Une quatrième preuve, plus forte que toutes les autres, se tire des prophètes. Aucun d’eux ne cite les lois du Lévitique, ni du Deutéronome ; mais plusieurs assurent que les Juifs n’adorèrent point Adonaï dans le désert, ou qu’ils adorèrent aussi d’autres dieux locaux. Jérémie dit que[1] « le seigneur Melchom s’était emparé du pays de Gad ». Voilà donc Melchom reconnu dieu, et si bien reconnu pour dieu par les Juifs que c’est ce même Melchom à qui Salomon sacrifia depuis sans qu’aucun prophète l’en reprît.

Jérémie dit encore quelque chose de bien plus fort ; il fait ainsi parler Dieu[2] : « Je n’ai point ordonné à vos pères, quand je les ai tirés d’Égypte, de m’offrir des holocaustes et des victimes. » Y a-t-il rien de plus précis ? Peut-on prononcer plus expressément que les Juifs ne sacrifièrent jamais au dieu Adonaï dans le désert ?

Amos va beaucoup plus loin. Voici comme il fait parler Dieu[3] : « Maison d’Israël, m’avez-vous offert des hosties et des sacrifices dans le désert pendant quarante ans ? Vous y avez porté le tabernacle de votre Moloch, l’image de vos idoles, et l’étoile de votre Dieu. »
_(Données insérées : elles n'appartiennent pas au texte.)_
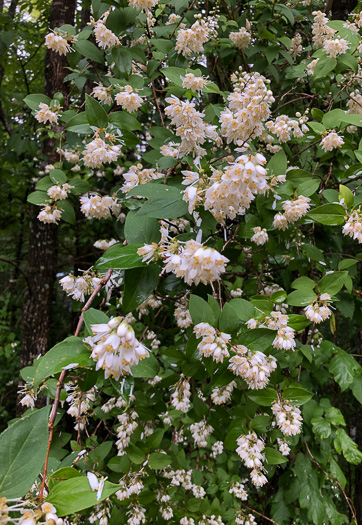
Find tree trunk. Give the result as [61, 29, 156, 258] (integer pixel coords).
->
[18, 0, 76, 408]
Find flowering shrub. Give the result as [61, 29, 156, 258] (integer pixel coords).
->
[3, 1, 362, 524]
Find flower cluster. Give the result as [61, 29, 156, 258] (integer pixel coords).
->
[35, 103, 60, 125]
[82, 137, 122, 168]
[228, 345, 277, 389]
[229, 27, 251, 49]
[174, 297, 193, 329]
[321, 131, 344, 152]
[272, 399, 303, 436]
[45, 31, 74, 55]
[266, 114, 306, 143]
[277, 438, 291, 456]
[165, 95, 219, 157]
[121, 164, 163, 192]
[85, 317, 150, 379]
[170, 377, 191, 412]
[176, 18, 210, 57]
[190, 419, 214, 447]
[229, 481, 248, 500]
[211, 381, 236, 405]
[250, 227, 268, 245]
[60, 273, 101, 302]
[116, 411, 139, 455]
[116, 86, 144, 113]
[343, 210, 362, 243]
[37, 205, 62, 224]
[312, 10, 335, 48]
[92, 84, 112, 105]
[236, 432, 267, 487]
[181, 73, 208, 92]
[304, 293, 332, 323]
[93, 13, 120, 49]
[94, 239, 117, 251]
[80, 193, 121, 220]
[323, 37, 349, 58]
[273, 195, 311, 230]
[47, 183, 72, 201]
[194, 323, 231, 362]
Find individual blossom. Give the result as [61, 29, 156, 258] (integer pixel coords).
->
[320, 132, 344, 152]
[190, 419, 213, 447]
[164, 240, 229, 286]
[181, 73, 208, 92]
[272, 399, 303, 436]
[342, 210, 362, 242]
[92, 84, 112, 105]
[282, 195, 311, 223]
[82, 137, 122, 169]
[229, 346, 277, 389]
[229, 481, 248, 500]
[85, 317, 150, 379]
[323, 37, 349, 58]
[94, 239, 117, 251]
[304, 293, 332, 323]
[170, 377, 191, 413]
[165, 95, 219, 157]
[35, 103, 60, 125]
[38, 205, 62, 224]
[211, 381, 236, 405]
[250, 227, 268, 245]
[116, 411, 139, 455]
[116, 86, 144, 113]
[229, 27, 251, 49]
[194, 323, 231, 363]
[47, 183, 72, 201]
[45, 31, 73, 55]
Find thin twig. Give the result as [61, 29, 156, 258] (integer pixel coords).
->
[304, 438, 357, 523]
[242, 503, 279, 524]
[39, 269, 113, 504]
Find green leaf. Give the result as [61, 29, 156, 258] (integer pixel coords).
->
[296, 179, 320, 197]
[311, 417, 331, 439]
[94, 243, 146, 271]
[247, 387, 278, 406]
[299, 471, 326, 525]
[218, 299, 255, 333]
[127, 182, 188, 220]
[66, 112, 93, 134]
[123, 265, 160, 312]
[329, 349, 361, 391]
[318, 271, 348, 295]
[162, 66, 186, 86]
[124, 211, 160, 244]
[46, 477, 120, 516]
[239, 328, 277, 352]
[49, 169, 67, 185]
[189, 294, 216, 325]
[339, 184, 354, 208]
[264, 447, 288, 465]
[148, 452, 172, 469]
[0, 407, 50, 498]
[83, 308, 110, 335]
[283, 384, 313, 405]
[24, 94, 51, 111]
[351, 374, 362, 403]
[307, 204, 346, 225]
[322, 108, 345, 128]
[131, 352, 159, 378]
[267, 149, 287, 176]
[73, 39, 105, 64]
[85, 94, 109, 128]
[334, 428, 362, 465]
[314, 57, 337, 79]
[27, 191, 50, 206]
[291, 276, 316, 290]
[57, 200, 75, 225]
[127, 444, 146, 464]
[109, 111, 141, 131]
[250, 415, 270, 433]
[112, 47, 133, 75]
[287, 289, 317, 307]
[33, 336, 93, 388]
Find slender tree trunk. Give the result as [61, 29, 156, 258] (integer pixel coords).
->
[18, 0, 76, 408]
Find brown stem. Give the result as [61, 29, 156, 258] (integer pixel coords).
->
[38, 269, 113, 504]
[242, 503, 279, 524]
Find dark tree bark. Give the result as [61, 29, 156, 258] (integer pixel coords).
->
[18, 0, 76, 407]
[325, 0, 358, 20]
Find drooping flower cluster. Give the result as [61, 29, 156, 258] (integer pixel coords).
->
[211, 441, 224, 458]
[220, 71, 274, 145]
[290, 33, 302, 56]
[236, 432, 267, 487]
[266, 114, 306, 143]
[93, 14, 120, 49]
[127, 503, 146, 525]
[82, 137, 122, 168]
[229, 481, 248, 500]
[342, 210, 362, 242]
[163, 240, 229, 286]
[165, 95, 219, 157]
[35, 103, 60, 125]
[235, 511, 256, 525]
[204, 153, 269, 223]
[116, 476, 144, 501]
[66, 383, 97, 430]
[272, 400, 303, 436]
[121, 164, 163, 192]
[128, 0, 159, 11]
[250, 227, 268, 245]
[198, 515, 224, 525]
[194, 323, 231, 362]
[211, 381, 237, 405]
[176, 18, 211, 57]
[94, 239, 117, 251]
[277, 438, 291, 456]
[92, 84, 112, 105]
[321, 131, 344, 152]
[181, 73, 208, 92]
[323, 37, 349, 58]
[304, 293, 332, 323]
[174, 296, 192, 329]
[311, 10, 335, 48]
[37, 205, 62, 224]
[85, 317, 150, 379]
[263, 312, 297, 351]
[170, 377, 191, 413]
[60, 273, 102, 302]
[273, 195, 311, 230]
[47, 183, 72, 201]
[229, 27, 251, 49]
[80, 193, 121, 219]
[116, 411, 138, 455]
[190, 419, 214, 447]
[116, 86, 144, 113]
[228, 345, 277, 389]
[45, 31, 74, 55]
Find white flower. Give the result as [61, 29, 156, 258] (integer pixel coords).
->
[80, 193, 120, 219]
[273, 212, 288, 230]
[211, 440, 224, 458]
[194, 323, 231, 363]
[121, 164, 163, 192]
[229, 346, 277, 389]
[176, 19, 210, 57]
[229, 27, 251, 49]
[343, 210, 362, 243]
[116, 411, 138, 455]
[94, 239, 117, 251]
[323, 37, 349, 58]
[266, 114, 305, 143]
[278, 438, 291, 456]
[47, 183, 71, 201]
[82, 138, 121, 168]
[45, 32, 71, 55]
[211, 381, 236, 405]
[85, 317, 150, 379]
[181, 73, 208, 92]
[35, 103, 59, 125]
[94, 19, 120, 49]
[174, 297, 192, 328]
[171, 378, 191, 413]
[116, 86, 144, 113]
[250, 227, 268, 245]
[272, 400, 303, 436]
[272, 326, 296, 351]
[92, 84, 112, 105]
[304, 293, 332, 323]
[38, 205, 62, 224]
[321, 132, 344, 152]
[190, 419, 213, 447]
[282, 195, 311, 223]
[128, 0, 159, 10]
[229, 481, 248, 500]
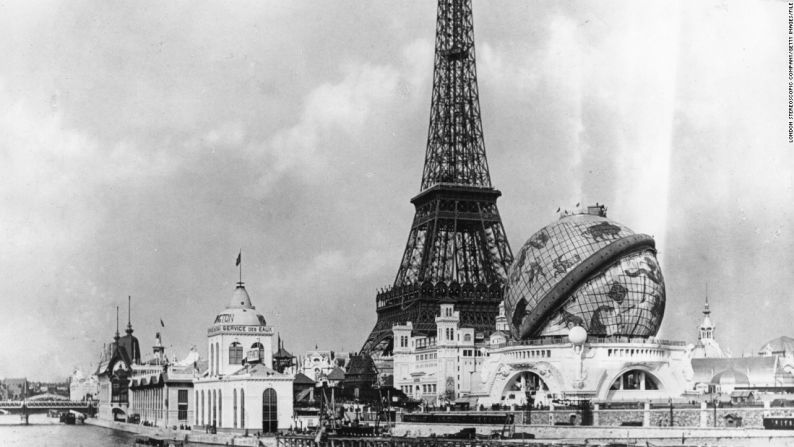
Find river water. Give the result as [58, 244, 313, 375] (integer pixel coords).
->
[5, 414, 794, 447]
[0, 414, 205, 447]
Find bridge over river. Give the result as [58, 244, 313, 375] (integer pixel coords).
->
[0, 399, 95, 415]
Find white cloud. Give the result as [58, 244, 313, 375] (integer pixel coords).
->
[252, 63, 401, 195]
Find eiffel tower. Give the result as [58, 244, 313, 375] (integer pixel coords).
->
[361, 0, 513, 356]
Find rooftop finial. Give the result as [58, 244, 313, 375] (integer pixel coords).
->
[704, 284, 710, 315]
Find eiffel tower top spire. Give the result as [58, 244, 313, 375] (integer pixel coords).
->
[421, 0, 491, 190]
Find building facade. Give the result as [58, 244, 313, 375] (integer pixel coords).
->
[69, 370, 99, 401]
[96, 303, 141, 421]
[128, 333, 201, 428]
[392, 303, 487, 406]
[478, 335, 692, 407]
[193, 281, 293, 433]
[299, 350, 347, 381]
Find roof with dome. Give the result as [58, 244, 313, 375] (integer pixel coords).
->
[213, 282, 267, 326]
[691, 356, 776, 386]
[759, 336, 794, 355]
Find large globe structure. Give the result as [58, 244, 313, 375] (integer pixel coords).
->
[504, 206, 665, 340]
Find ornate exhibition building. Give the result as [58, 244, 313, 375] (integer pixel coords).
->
[391, 205, 693, 408]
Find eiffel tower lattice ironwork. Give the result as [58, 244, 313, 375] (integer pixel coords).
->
[361, 0, 513, 356]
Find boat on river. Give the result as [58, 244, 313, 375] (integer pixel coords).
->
[133, 435, 184, 447]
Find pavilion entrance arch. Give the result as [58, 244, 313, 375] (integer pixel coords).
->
[501, 370, 552, 408]
[599, 366, 664, 401]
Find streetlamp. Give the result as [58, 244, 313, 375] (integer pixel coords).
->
[569, 326, 588, 386]
[569, 326, 588, 426]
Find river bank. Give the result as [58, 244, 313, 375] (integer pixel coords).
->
[84, 418, 275, 446]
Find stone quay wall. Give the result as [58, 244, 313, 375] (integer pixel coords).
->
[402, 404, 782, 429]
[393, 422, 794, 443]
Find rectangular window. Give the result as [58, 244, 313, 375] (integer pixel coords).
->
[177, 389, 188, 421]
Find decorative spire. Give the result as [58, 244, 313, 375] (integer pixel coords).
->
[703, 285, 710, 316]
[126, 295, 134, 335]
[114, 305, 120, 341]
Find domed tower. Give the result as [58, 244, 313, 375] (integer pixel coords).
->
[504, 205, 666, 339]
[207, 281, 273, 376]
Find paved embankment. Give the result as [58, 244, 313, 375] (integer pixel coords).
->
[396, 422, 794, 446]
[84, 418, 276, 446]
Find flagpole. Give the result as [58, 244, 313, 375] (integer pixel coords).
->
[239, 249, 242, 284]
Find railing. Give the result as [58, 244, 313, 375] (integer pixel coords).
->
[277, 435, 515, 447]
[402, 413, 512, 425]
[494, 336, 686, 349]
[0, 400, 92, 409]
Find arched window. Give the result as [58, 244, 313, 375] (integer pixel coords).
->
[240, 388, 245, 428]
[229, 342, 243, 365]
[463, 333, 472, 342]
[233, 389, 237, 428]
[218, 389, 222, 427]
[263, 388, 278, 433]
[610, 370, 661, 391]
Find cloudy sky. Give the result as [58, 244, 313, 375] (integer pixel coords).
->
[0, 0, 790, 381]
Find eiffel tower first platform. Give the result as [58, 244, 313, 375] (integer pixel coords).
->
[360, 0, 513, 356]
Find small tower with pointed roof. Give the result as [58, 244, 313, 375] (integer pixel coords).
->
[692, 291, 725, 358]
[153, 332, 166, 364]
[698, 295, 715, 342]
[273, 335, 295, 374]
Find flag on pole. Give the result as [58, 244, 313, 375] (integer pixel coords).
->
[160, 318, 165, 327]
[236, 251, 241, 266]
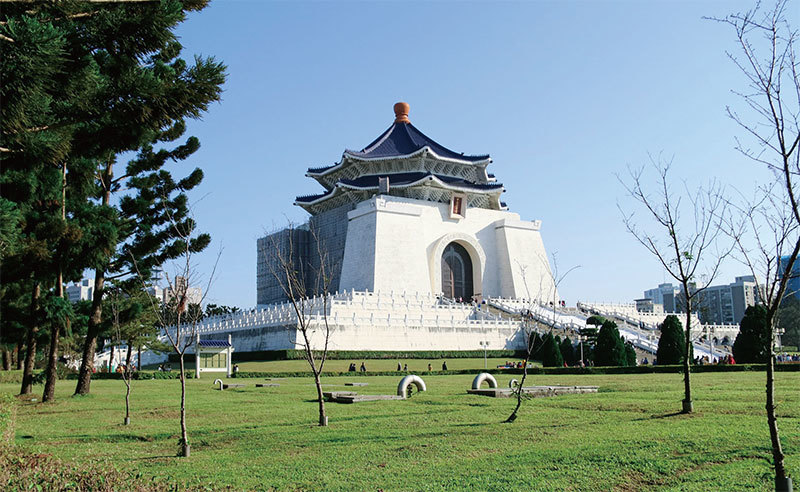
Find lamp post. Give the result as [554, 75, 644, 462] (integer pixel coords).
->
[775, 327, 785, 356]
[479, 340, 489, 369]
[704, 325, 714, 362]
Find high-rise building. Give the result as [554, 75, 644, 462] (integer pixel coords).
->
[643, 276, 758, 324]
[779, 256, 800, 300]
[147, 276, 202, 306]
[66, 279, 94, 302]
[643, 283, 680, 313]
[695, 276, 758, 325]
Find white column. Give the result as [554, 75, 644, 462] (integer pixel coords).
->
[195, 333, 200, 379]
[227, 334, 233, 377]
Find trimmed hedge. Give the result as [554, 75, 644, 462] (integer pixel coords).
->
[168, 349, 527, 364]
[64, 371, 194, 380]
[231, 363, 799, 379]
[4, 362, 797, 382]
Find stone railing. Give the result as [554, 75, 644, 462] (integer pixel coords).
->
[162, 290, 518, 338]
[488, 297, 588, 334]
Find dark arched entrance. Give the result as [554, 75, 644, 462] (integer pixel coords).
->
[441, 242, 473, 301]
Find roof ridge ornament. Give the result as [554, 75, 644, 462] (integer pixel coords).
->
[394, 102, 410, 123]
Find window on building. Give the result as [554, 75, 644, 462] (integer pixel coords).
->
[450, 193, 466, 219]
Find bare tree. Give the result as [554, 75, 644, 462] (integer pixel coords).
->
[619, 156, 732, 413]
[134, 215, 218, 457]
[505, 253, 578, 423]
[263, 223, 333, 426]
[107, 285, 158, 426]
[107, 286, 133, 426]
[710, 2, 800, 488]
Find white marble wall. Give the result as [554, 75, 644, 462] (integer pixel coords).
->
[339, 195, 557, 300]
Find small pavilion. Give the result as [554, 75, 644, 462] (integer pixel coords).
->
[194, 334, 233, 378]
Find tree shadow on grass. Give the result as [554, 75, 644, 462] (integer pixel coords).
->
[632, 411, 685, 421]
[129, 454, 178, 461]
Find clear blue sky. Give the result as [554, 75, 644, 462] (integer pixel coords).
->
[169, 0, 788, 308]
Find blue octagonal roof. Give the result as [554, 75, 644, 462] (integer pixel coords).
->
[344, 121, 490, 163]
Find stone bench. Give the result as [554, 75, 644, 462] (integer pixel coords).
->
[330, 394, 404, 403]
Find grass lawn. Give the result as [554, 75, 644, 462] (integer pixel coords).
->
[2, 370, 798, 491]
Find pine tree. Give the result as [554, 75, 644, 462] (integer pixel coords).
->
[594, 320, 626, 366]
[657, 315, 685, 365]
[541, 333, 564, 367]
[2, 2, 225, 398]
[624, 342, 637, 367]
[733, 305, 770, 363]
[559, 336, 576, 366]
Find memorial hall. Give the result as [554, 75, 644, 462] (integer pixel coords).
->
[143, 103, 562, 364]
[257, 102, 557, 307]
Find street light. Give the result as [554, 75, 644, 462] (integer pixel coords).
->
[479, 340, 489, 369]
[775, 327, 786, 355]
[704, 325, 715, 362]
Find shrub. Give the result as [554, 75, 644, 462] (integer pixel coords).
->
[624, 342, 637, 367]
[733, 305, 770, 363]
[541, 333, 564, 367]
[657, 315, 685, 365]
[559, 337, 576, 366]
[594, 320, 626, 366]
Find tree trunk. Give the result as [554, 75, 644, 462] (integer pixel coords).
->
[137, 345, 141, 371]
[109, 344, 115, 372]
[506, 324, 534, 423]
[14, 340, 23, 370]
[44, 164, 69, 403]
[1, 348, 9, 371]
[313, 370, 328, 426]
[123, 343, 132, 425]
[681, 296, 693, 414]
[41, 320, 60, 402]
[178, 354, 190, 456]
[766, 321, 789, 490]
[74, 271, 106, 394]
[74, 163, 111, 396]
[20, 283, 40, 396]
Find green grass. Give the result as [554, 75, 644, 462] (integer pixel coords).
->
[2, 371, 798, 491]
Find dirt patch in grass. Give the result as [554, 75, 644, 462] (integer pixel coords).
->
[613, 470, 665, 491]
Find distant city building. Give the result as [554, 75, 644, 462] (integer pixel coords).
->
[643, 283, 680, 313]
[145, 285, 164, 302]
[147, 276, 202, 306]
[779, 255, 800, 300]
[642, 276, 758, 325]
[696, 276, 758, 325]
[66, 279, 93, 302]
[634, 298, 665, 315]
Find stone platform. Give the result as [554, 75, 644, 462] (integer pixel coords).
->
[467, 385, 598, 398]
[323, 391, 404, 404]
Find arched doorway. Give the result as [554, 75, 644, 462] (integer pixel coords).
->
[441, 242, 474, 300]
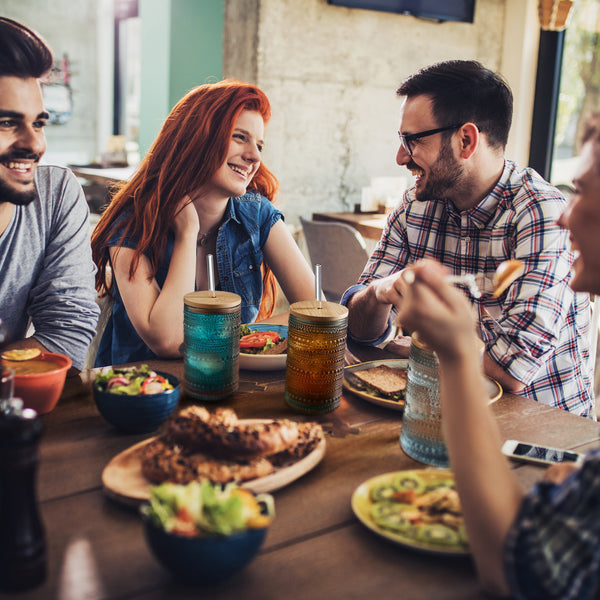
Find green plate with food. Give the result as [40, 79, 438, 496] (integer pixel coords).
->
[239, 324, 288, 371]
[351, 469, 469, 556]
[344, 359, 502, 412]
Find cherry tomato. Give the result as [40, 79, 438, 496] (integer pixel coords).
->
[239, 331, 280, 349]
[170, 507, 198, 537]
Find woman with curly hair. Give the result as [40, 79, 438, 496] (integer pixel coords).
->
[91, 80, 314, 366]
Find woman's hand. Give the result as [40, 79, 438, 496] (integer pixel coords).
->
[544, 462, 581, 485]
[172, 195, 200, 239]
[395, 259, 479, 362]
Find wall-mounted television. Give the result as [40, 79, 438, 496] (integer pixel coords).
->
[327, 0, 476, 24]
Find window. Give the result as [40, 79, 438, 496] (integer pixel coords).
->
[551, 0, 600, 186]
[113, 0, 140, 163]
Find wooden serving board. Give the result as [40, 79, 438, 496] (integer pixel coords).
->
[102, 419, 326, 506]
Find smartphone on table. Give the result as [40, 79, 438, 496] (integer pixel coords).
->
[501, 439, 585, 467]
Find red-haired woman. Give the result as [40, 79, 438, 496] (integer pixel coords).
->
[91, 80, 315, 366]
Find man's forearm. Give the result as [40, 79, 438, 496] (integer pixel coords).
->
[347, 284, 392, 341]
[482, 352, 525, 393]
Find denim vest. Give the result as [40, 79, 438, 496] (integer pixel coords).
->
[95, 192, 283, 367]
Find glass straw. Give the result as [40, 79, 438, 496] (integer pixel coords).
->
[315, 263, 322, 308]
[207, 254, 216, 298]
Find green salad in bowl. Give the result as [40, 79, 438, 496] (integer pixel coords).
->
[95, 364, 174, 395]
[92, 365, 180, 433]
[141, 481, 275, 582]
[142, 480, 274, 536]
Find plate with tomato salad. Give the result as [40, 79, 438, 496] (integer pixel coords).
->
[239, 324, 288, 371]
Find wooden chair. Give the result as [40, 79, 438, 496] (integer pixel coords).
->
[83, 266, 114, 369]
[83, 293, 113, 369]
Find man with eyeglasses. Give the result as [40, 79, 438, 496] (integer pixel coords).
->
[342, 60, 593, 417]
On sait que tous les petits peuples de ces contrées avaient des dieux ambulants qu’ils mettaient dans des petits coffres, que nous appelons arche, faute de temple. Les villages les plus voisins de l’Arabie adoraient des étoiles, et mettaient une petite figure d’étoile dans leur coffre.

Cette opinion que les Juifs n’avaient point adoré Adonaï dans le désert fut toujours si répandue, malgré l’Exode et le Lévitique, que saint Étienne, dans son discours au sanhédrin, n’hésite pas à dire[4] : « Vous avez porté le tabernacle de Moloch et l’astre de votre dieu Remphan, qui sont des figures que vous avez faites pour les adorer (pendant quarante ans). »

On peut répondre que cette adoration de Melchom, de Moloch, de Remphan, etc., était une prévarication. Mais une infidélité de quarante années, et tant d’autres dieux adorés depuis, prouvent assez que la religion juive fut très-longtemps à se former. Après la mort de Gédéon il est dit que[5] les Juifs adorèrent Baal-Bérith. Baal est la même chose qu’Adonaï ; il signifie le Seigneur. Les Juifs commençaient probablement alors à apprendre

  1. Jérémie, xlix, 1. (Note de Voltaire.)
  2. Ibid., vii, 22. (Id.)
  3. Amos, v, 25 et 26. (Id.)
  4. Actes des apôtres, vii, 43. (Note de Voltaire.)
  5. Juges, viii, 33, et ix, 4. (Id.)